La mujer me da un asentimiento de cabeza y se retira. Entro en el espacioso lugar y me maravillo con todo lo que veo, definitivamente el dinero sí es importante, al menos para pagar una educación de este nivel, parece más un salón de la nasa que uno de primaria, hay absolutamente todo lo que un niño —y un adulto— pueden desear.
La decoración es clásica y formal, con mesas de trabajo en madera clara, paredes en tonos cremas, bibliotecas de piso a techo con miles de textos y armarios personalizados para cada estudiante y, por supuesto, para mí. En mi opinión, le falta color para despertar la creatividad de las niñas, pero no deja de ser precioso.
Ubico mi armario y consigo todo el material necesario para trabajar, desde simples hojas blancas, pasando por colores y pinturas de todo tipo hasta una laptop de última generación.

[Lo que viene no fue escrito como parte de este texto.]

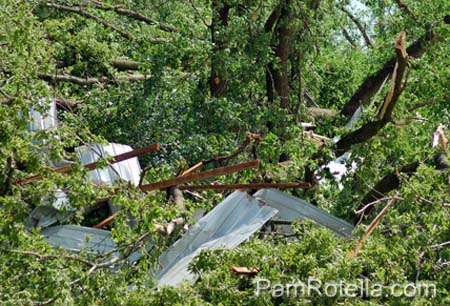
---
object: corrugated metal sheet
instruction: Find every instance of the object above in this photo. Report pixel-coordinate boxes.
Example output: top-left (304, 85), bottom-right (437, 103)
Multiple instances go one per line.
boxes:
top-left (28, 99), bottom-right (58, 132)
top-left (157, 191), bottom-right (278, 286)
top-left (41, 225), bottom-right (141, 262)
top-left (26, 189), bottom-right (75, 227)
top-left (75, 143), bottom-right (141, 185)
top-left (253, 189), bottom-right (354, 237)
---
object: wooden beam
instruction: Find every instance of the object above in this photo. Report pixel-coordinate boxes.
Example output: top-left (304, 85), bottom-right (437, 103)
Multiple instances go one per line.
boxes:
top-left (140, 160), bottom-right (259, 191)
top-left (180, 162), bottom-right (203, 176)
top-left (14, 143), bottom-right (160, 185)
top-left (178, 182), bottom-right (311, 191)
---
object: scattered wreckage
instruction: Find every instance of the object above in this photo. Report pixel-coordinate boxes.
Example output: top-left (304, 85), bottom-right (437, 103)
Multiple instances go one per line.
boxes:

«Esto, definitivamente, es un sueño».
Espabilo al darme cuenta de que estoy perdiendo el tiempo y guardo mis cosas para ir a reunirme con el resto del personal en el patio central. El arañazo en mi pierna sigue ardiendo pero tendrá que esperar.
El patio también es gigante, como todo aquí, y las niñas comienzan a formarse, desde el primer grado hasta las que están por salir de preparatoria, todas en perfecto orden y sincronía, se nota que no es la primera vez que lo hacen, excepto por algunas de las más pequeñas, las de mi grupo.